Art. 5 of the Trade Marks Directive provides that the proprietor of a mark shall be entitled to exercise certain rights, including the right to prevent others using his own or an identical mark in connection with the goods and services for which the mark is registered. Lord Sumption found that Art. 5 "is not qualified by any proviso relating to free movement of goods because it does not need to be". The reason is that the reconciliation between Art. 5 of the Trade Marks Directive and Arts. 34-36 TFEU is achieved in the harmonised Directive by Art. 7, where the exhaustion of rights principle is set out.
Sun was entitled to rely on its trade mark rights to control the first marketing of its goods in the EEA and its exercise of these rights did not engage the principle of free movement of goods between Member States as enshrined in Arts. 34-36 TFEU. In this case, Sun's exercise of its trade mark rights only affected the entry of goods onto the EEA Market, and not the movement of goods within it.
Turning to M-Tech's second Euro-defence which was based on Art. 101 TFEU, it was found that an intellectual property right is not in itself an agreement or concerted practice capable of contravening Art. 101 TFEU. However, Lord Sumption found that "there are undoubtedly circumstances in which it may be unenforceable because there is a sufficient nexus between the exercise of the right and the agreement or concerted practice in question". In this case, there was no such nexus.
M-Tech's Art. 101 arguments focused on Sun withholding information about the provenance of its goods and Sun's distribution agreements with a network of authorised dealers.
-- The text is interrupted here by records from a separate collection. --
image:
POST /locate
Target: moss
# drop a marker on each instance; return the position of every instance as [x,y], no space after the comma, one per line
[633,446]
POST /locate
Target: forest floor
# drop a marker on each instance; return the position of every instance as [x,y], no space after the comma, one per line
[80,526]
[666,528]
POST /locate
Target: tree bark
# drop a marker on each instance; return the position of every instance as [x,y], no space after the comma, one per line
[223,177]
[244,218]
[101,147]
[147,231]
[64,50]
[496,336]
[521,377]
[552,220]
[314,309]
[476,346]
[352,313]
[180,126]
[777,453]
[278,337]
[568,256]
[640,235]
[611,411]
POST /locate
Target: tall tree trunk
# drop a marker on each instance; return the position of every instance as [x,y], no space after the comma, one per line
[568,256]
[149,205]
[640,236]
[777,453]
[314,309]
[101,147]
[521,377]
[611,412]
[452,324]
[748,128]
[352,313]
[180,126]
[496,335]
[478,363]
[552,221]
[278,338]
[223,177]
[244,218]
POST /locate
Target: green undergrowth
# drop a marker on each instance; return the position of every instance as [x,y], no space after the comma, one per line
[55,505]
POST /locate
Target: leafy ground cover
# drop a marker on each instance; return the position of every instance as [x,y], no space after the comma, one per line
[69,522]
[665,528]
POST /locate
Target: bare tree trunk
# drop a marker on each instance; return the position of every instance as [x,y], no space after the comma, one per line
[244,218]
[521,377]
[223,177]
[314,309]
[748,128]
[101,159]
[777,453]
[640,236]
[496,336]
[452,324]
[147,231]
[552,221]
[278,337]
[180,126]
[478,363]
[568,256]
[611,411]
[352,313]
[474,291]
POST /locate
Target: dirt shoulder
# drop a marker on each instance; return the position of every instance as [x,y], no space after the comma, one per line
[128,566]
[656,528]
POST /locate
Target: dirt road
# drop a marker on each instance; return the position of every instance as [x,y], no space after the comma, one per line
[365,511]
The Judge held that there was no relevant connection between the policy of withholding information about provenance and the prevention, restriction and distortion of competition by means of distribution agreements. Further, there was no relevant connection between the policy of withholding information and the enforcement of Sun's right to control the first marketing of its trade-marked goods in the EEA.
As both of M-Tech's Euro-defences had failed, Lord Sumption found that its defence which was based on an abuse of its rights was also incapable of succeeding.
Reference to the CJEU
Whilst many commentators had expected that this case might necessitate a reference to the CJEU and indeed the Supreme Court was invited to make such a reference, it did not find that one was warranted in this instance. The Court found that whilst there are obscurities in parts of this area of EU law, the particular legislative provisions and principles which made M-Tech's case impossible were entirely clear and no reference was required to elucidate them.